Given the ever growing erosion of the Saudi elite and power, being neutral is not even enough from Qatar. Much rather it is expected to see Qatar supporting the common Emirati-Saudi ventures with finances and connections. That is not all impossible, because that was the practical reality before 2013, where there was a rivalry, but the approaches were common. That is where Qatar is demanded to return, but with the acceptance of Emirati primacy in decision making. For that an ambitious leader is needed, with a more traditional mindset, for which Ḥamad ibn Ğāsim is a likely suspect. However, given his long interviews in 2017 and his multiple outbursts against the Saudi and Emirati sides, it is doubtful how much he would be cooperative. Nonetheless, surely there are other suspects for a staged coup.
Would such a shift happen, most of the North African Arab states, which now carefully balance between the Turkish-Qatari and the Emirati-Saudi-Egyptian axises would lose a counterweight and the Emirates could gain even more influence over the region. An ambitious idea indeed, much characteristic of Muḥammad ibn Zāyid. Not to mention that in this way the Emirates could finally defeat a very resilient economic competitor, and could derail outer investments from China to revitalize its economy.
Will it happen?
It should be pointed out that so far all estimations about Qatar has failed, and it should way bigger resilience than anyone could anticipate. The change in 2013 should have weakened it, but after a brief reassessment Qatar came back to be just as influential. Which triggered the blockade in 2017, but it managed to ditch from a possible military invasion, and survived the economic blockade. So much so that by now it has became a liability for the Gulf policies, only inviting more Turkish and Iranian involvement, and sabotaged the very GCC, which was envisioned to be the future of the Gulf.
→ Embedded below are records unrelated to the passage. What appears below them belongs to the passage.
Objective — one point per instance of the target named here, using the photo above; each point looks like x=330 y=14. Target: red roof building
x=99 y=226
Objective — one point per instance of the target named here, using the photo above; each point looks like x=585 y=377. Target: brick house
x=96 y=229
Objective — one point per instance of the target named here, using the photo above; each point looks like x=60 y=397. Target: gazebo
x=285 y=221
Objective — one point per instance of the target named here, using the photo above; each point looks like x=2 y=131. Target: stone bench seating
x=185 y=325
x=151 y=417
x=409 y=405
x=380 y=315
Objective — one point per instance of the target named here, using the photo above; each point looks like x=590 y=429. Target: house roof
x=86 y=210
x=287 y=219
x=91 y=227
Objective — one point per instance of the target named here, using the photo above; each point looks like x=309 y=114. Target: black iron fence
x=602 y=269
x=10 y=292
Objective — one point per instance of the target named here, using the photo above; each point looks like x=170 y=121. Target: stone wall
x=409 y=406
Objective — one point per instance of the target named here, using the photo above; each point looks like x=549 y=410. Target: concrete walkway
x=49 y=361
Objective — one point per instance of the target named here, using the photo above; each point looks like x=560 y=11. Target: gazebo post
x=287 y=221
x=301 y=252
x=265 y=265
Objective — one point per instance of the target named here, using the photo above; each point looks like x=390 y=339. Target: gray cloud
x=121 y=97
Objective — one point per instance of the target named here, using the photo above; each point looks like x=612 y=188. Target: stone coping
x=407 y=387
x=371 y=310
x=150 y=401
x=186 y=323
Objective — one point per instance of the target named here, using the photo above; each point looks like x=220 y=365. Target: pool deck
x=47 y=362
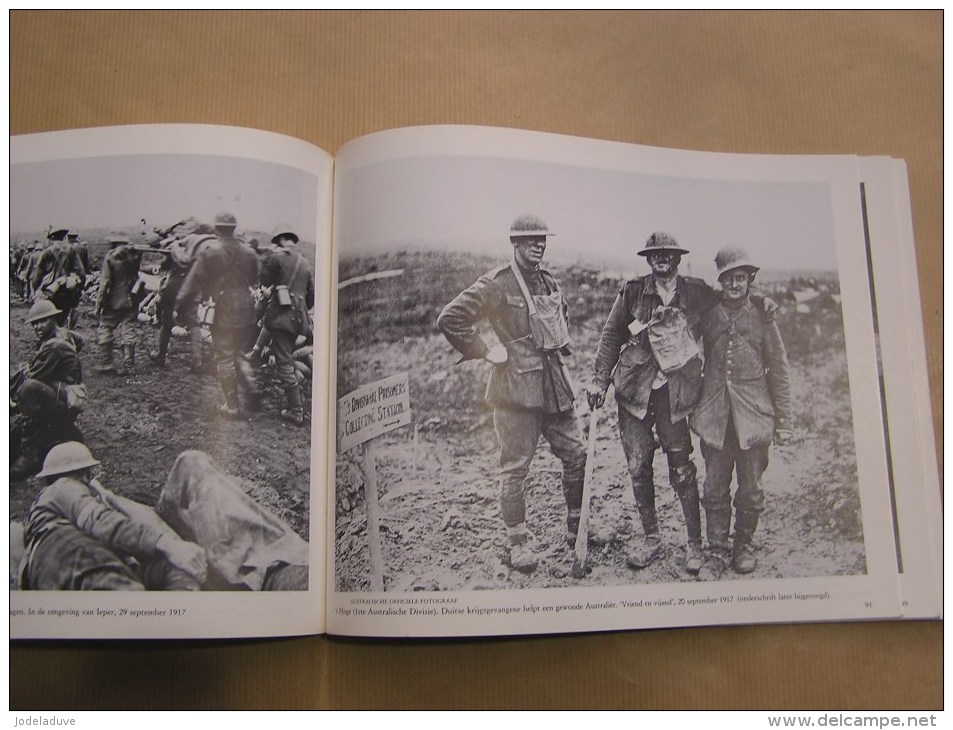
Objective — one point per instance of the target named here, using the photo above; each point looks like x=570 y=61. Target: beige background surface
x=768 y=82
Therefore a power struggle will likely to continue until a change happen in the Qatari leadership, which is now defending its interests, so simple policy change is unlikely; or a change happens in Emirati policy favoring a settlement. Once again unlikely. Therefore further attempt are likely to occur.
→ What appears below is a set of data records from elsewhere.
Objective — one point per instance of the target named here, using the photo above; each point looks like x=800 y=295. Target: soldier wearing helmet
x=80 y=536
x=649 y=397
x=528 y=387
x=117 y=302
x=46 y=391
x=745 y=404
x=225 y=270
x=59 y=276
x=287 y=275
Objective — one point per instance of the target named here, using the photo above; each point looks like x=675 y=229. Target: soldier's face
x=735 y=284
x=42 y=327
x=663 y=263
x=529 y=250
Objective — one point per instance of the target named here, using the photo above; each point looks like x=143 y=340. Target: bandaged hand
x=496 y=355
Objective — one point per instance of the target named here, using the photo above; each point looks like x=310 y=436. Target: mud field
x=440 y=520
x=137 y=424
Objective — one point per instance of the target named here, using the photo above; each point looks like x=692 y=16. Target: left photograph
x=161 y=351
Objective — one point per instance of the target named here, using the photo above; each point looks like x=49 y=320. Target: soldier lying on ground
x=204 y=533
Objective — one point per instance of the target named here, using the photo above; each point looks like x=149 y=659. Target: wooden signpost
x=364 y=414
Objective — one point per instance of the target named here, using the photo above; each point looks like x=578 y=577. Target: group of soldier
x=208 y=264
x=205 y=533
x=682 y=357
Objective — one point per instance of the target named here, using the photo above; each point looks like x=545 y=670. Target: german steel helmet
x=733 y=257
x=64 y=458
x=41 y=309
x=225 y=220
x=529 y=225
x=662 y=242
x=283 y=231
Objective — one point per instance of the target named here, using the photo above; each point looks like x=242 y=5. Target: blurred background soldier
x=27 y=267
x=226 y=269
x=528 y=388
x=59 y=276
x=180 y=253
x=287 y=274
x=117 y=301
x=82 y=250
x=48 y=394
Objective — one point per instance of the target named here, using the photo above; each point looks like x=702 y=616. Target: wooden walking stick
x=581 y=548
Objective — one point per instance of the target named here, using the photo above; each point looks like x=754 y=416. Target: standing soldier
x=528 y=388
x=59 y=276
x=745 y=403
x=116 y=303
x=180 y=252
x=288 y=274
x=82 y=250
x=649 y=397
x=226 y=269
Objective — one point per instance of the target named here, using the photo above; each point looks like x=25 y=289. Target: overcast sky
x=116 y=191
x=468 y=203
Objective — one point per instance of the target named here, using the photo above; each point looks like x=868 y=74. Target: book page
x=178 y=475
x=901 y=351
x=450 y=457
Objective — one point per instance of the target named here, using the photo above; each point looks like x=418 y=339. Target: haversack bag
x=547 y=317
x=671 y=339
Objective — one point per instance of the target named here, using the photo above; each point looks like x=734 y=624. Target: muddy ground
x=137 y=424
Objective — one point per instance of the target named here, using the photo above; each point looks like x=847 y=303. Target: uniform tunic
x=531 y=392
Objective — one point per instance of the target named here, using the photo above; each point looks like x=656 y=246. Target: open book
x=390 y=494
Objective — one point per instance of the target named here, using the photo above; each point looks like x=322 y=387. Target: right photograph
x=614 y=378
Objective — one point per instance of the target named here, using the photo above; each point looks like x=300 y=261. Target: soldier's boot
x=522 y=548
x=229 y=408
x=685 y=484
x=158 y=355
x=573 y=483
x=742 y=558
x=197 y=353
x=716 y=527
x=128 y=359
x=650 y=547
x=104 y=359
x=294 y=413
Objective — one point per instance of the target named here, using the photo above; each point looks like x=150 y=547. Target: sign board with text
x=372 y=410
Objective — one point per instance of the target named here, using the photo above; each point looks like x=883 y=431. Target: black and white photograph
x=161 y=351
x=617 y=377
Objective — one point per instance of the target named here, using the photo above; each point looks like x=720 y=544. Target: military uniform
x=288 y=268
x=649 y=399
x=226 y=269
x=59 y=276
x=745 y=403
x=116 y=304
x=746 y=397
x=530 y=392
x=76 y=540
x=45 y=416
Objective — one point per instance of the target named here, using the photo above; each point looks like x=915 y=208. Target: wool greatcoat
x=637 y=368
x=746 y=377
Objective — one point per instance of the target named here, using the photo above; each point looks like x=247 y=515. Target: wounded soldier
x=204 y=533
So far Qatar managed to evade the attempts for subjugation, but its luck might just be running out. Inner cracks demanding a change in policy started to manifest, and sooner than at the other side. The closeness to Turkey and Iran has a toll on the political stability, while the Emirates managed to reposition itself. Qatar doesn’t have strong allies in the Arab world anymore and its role is shrinking. The same shift of influence happens now with the Israeli folder, where once Qatar had a clear edge, further stressing that something new has to be pulled. Either with this leadership, or another. But once again, Qatar managed to surprise everyone in a number of occasions. So they might already have a plan in motion.